And that’s where things stand. I’m waiting again. I’m choosing to be optimistic though. If they refused to accept the SS-5 form proving my grandfather’s parents’ names were what I declared on the supplemental form they requested, I have to imagine they would have issued a denial for the certificate. Instead they asked for updated information to make sure nothing else changed about my personal situation (nothing has). My hope is that this form was the last formality, and that I’ll receive the certificate of citizenship before long. Cross your fingers (and toes) for me!

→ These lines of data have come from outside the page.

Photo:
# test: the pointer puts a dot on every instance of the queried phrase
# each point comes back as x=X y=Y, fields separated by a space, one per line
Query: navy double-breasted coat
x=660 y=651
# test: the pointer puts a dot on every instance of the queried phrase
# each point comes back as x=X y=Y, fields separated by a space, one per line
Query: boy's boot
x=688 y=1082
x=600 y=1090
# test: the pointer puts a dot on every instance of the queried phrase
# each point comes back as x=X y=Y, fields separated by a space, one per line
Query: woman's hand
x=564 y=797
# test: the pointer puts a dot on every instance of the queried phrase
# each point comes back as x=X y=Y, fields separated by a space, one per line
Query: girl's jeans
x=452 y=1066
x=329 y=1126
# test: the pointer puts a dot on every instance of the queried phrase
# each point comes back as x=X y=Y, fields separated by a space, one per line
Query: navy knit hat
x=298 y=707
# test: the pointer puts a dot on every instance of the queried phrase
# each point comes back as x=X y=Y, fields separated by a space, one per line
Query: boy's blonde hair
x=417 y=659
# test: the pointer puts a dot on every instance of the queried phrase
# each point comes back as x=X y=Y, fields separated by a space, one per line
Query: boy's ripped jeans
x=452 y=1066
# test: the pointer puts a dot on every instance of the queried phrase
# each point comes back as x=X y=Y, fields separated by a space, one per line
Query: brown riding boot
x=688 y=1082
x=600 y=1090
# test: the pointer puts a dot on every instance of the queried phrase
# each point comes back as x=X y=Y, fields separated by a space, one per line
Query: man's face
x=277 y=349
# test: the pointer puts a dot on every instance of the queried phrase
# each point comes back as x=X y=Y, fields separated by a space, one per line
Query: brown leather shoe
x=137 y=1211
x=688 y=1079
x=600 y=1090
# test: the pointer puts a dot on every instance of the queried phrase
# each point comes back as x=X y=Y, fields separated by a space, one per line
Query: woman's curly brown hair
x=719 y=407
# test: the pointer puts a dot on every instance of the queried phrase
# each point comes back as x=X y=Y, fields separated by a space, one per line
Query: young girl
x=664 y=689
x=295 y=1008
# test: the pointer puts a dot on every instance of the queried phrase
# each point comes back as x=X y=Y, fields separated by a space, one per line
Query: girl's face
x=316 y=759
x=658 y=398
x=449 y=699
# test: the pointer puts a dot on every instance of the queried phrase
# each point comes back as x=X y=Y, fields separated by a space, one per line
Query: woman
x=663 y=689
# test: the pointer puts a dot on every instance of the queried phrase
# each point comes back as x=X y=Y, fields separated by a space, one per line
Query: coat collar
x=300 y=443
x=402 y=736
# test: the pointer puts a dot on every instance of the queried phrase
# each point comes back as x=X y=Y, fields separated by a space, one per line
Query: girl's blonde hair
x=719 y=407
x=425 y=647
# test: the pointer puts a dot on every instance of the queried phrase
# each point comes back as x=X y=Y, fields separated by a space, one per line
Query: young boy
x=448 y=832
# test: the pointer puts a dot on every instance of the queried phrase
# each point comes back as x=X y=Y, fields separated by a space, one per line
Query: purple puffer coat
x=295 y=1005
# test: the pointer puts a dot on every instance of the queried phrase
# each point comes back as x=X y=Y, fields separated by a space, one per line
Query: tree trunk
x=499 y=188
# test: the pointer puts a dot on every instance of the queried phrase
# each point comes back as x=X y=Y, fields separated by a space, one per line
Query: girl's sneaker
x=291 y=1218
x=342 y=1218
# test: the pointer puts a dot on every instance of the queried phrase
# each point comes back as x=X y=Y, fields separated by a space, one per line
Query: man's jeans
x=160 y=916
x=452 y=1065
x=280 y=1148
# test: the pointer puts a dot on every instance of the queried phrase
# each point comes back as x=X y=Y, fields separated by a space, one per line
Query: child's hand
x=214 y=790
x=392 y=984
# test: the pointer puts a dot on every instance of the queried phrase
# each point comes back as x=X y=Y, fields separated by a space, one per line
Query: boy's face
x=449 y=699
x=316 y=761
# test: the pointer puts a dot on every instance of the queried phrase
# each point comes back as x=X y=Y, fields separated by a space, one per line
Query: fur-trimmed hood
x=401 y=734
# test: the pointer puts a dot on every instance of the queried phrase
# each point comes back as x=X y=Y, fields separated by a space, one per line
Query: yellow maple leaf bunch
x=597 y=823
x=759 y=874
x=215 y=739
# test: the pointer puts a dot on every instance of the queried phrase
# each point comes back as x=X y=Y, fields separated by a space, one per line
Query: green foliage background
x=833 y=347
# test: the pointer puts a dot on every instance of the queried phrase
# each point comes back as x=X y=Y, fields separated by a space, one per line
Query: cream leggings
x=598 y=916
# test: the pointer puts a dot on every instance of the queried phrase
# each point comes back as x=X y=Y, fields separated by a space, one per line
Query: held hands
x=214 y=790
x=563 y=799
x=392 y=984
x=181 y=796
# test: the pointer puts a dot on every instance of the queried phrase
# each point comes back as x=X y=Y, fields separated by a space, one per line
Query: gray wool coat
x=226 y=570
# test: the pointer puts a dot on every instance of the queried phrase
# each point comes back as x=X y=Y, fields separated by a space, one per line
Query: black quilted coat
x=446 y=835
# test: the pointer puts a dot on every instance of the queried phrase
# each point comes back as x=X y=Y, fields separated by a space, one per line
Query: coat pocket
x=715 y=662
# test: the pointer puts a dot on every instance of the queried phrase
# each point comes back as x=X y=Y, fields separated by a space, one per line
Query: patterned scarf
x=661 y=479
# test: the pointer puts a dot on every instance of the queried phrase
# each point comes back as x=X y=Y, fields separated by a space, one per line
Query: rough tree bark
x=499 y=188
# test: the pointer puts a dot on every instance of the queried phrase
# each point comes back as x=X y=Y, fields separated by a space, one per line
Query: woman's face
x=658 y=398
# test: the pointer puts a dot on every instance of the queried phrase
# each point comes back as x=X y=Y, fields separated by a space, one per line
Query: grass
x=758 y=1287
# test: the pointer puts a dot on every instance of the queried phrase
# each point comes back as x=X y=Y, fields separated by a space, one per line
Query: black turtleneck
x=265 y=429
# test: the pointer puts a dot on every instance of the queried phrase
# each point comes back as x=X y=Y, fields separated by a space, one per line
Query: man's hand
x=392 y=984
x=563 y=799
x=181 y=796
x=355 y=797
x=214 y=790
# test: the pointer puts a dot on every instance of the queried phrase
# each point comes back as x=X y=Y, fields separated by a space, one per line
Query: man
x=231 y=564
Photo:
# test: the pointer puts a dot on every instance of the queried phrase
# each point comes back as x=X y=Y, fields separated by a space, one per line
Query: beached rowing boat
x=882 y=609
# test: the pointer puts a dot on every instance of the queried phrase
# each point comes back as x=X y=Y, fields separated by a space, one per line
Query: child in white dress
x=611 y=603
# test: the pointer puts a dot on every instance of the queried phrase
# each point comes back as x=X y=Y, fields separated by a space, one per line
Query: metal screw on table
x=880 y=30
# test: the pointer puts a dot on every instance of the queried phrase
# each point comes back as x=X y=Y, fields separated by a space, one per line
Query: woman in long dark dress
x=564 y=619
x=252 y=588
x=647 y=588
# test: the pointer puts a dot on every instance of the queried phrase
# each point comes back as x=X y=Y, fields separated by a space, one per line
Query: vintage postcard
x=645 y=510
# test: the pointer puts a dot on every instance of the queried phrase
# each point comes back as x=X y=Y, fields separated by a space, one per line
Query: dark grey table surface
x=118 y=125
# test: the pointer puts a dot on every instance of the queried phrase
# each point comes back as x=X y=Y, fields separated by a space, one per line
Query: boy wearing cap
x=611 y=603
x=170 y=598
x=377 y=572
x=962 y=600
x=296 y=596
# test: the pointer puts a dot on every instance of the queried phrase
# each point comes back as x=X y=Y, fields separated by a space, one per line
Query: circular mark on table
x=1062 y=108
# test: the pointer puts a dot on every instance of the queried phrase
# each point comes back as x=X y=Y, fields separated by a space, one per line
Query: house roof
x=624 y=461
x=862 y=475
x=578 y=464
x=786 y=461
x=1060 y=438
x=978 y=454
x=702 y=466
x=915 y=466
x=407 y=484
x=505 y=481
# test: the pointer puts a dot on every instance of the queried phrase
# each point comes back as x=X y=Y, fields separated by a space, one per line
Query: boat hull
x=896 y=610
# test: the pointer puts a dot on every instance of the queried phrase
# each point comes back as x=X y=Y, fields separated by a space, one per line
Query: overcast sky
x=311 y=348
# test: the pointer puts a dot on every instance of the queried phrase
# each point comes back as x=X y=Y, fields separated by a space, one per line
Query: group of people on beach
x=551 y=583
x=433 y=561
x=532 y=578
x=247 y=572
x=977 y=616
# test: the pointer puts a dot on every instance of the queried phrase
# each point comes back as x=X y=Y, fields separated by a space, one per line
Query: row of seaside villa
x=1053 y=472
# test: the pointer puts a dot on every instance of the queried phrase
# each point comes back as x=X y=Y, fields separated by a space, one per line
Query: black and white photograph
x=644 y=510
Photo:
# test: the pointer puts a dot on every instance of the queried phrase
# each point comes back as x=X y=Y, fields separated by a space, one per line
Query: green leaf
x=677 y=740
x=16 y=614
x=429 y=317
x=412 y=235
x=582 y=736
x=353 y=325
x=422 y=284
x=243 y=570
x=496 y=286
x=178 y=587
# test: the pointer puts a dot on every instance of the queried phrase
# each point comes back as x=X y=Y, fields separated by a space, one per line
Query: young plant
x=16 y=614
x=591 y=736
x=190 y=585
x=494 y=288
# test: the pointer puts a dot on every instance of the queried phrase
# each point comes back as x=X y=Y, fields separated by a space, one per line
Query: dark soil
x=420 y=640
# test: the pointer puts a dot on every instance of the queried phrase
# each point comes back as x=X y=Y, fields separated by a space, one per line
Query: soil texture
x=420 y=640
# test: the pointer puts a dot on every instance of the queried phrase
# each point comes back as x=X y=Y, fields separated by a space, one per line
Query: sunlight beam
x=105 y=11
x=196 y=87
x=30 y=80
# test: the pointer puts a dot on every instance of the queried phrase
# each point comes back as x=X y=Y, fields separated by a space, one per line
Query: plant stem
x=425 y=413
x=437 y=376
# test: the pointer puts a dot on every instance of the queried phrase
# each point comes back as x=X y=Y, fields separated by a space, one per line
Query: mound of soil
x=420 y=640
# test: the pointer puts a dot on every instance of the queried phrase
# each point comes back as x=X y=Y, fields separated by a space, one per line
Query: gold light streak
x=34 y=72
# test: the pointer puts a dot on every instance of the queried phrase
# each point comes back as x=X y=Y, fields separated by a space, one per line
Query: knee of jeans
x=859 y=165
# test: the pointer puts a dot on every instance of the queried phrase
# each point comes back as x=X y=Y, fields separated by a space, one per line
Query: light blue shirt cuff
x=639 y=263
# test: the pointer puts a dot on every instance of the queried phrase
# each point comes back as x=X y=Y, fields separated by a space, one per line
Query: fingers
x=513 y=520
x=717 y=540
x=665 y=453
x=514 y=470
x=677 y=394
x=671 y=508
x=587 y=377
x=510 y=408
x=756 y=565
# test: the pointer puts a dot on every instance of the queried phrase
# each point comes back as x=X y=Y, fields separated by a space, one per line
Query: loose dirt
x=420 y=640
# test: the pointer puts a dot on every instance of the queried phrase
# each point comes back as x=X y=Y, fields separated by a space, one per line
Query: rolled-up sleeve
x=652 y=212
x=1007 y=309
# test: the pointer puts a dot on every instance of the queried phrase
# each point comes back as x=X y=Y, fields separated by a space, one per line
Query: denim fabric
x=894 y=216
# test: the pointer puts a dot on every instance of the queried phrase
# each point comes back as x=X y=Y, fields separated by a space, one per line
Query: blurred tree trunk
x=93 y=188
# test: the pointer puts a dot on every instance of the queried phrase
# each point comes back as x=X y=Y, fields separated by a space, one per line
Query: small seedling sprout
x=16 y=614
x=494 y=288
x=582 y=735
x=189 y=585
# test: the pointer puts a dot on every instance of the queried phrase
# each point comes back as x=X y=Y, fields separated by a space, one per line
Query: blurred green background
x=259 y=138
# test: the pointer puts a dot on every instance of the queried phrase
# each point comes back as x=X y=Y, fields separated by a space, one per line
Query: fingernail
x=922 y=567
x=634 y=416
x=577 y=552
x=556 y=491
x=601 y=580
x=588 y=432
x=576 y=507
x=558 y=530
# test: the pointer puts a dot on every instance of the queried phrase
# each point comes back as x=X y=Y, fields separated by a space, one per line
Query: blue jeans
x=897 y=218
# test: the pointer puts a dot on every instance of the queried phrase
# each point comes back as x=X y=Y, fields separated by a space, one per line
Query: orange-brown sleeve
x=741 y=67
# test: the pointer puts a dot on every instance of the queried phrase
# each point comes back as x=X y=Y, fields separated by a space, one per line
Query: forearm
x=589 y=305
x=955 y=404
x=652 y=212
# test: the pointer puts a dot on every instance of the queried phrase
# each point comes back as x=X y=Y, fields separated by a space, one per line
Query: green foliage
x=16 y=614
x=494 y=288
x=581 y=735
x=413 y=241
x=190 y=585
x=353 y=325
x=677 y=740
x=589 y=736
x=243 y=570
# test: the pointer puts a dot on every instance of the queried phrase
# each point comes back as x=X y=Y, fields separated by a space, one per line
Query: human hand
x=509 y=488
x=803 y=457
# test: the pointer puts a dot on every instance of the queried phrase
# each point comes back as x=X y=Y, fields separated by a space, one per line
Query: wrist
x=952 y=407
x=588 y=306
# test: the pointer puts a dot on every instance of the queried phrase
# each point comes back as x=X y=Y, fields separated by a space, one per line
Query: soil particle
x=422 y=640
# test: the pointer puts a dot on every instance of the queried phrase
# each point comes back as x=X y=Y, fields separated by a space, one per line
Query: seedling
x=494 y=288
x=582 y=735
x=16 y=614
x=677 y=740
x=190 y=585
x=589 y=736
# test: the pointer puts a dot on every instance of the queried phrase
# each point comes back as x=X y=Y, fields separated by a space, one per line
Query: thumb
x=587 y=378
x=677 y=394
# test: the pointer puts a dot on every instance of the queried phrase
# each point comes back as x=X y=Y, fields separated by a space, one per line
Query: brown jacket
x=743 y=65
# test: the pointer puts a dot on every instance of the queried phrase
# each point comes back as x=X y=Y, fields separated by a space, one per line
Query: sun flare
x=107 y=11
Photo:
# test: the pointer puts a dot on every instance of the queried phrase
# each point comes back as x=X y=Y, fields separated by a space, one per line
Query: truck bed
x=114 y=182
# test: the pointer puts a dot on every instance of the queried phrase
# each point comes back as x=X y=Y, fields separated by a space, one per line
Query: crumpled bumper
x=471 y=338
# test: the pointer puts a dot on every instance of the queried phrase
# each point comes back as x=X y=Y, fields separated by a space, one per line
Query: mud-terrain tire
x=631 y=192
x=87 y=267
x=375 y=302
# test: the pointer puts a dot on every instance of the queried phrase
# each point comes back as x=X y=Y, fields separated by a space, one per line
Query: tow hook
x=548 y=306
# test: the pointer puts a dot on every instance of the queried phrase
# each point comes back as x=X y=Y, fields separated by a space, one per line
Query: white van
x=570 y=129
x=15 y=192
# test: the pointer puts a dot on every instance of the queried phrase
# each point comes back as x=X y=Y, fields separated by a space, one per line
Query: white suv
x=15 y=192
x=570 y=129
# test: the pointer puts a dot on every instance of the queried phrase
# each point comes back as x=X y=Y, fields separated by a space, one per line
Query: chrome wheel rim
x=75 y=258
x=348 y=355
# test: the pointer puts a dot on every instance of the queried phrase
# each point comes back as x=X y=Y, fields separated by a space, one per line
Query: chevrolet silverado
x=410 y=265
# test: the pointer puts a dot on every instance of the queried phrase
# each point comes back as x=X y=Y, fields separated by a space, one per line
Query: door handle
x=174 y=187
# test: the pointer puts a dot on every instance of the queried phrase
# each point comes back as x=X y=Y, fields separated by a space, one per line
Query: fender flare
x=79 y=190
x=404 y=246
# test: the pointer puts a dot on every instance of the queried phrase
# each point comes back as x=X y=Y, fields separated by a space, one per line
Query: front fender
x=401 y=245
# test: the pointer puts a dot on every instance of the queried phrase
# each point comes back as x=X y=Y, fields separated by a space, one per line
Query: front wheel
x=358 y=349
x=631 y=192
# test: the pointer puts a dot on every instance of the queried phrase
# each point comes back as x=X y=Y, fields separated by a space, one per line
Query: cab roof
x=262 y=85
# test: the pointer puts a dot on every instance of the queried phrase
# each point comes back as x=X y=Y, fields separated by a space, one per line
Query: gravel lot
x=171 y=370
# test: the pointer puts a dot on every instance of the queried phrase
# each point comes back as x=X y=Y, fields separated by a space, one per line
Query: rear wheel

What about you? Would go through a process like this if you found out that you were born a dual-citizen? Or would you just ignore the fact and not pursue the paper trail? Why? Leave a comment below to share your own similar stories or thoughts on why you would or wouldn’t pursue this if you were in my shoes.

Major Update:

As of July 2012, I was officially recognized as a dual U.S.-German citizen. I received a letter stating that my application for a certificate of citizenship was approved at that time — after approximately a 3-year wait. The certificate was in NYC at the time, so I paid a FEDEX fee to have it delivered to me rather than making the trip there again. I have not bothered to get my German passport yet (as of the end of 2013) as I have to sort out some married name issues on my U.S. passport first. As I have no specific trips planned, it’s not a rush for me. But the process was most definitely worth it! 🙂

*Image credit: tjuel (via Flickr)

981 Responses to “Dual Citizenship: Is it Worth It?”

  1. Carrie says:

    Hi everyone,

    This is a great thread. Thank you all for sharing your stories and experiences.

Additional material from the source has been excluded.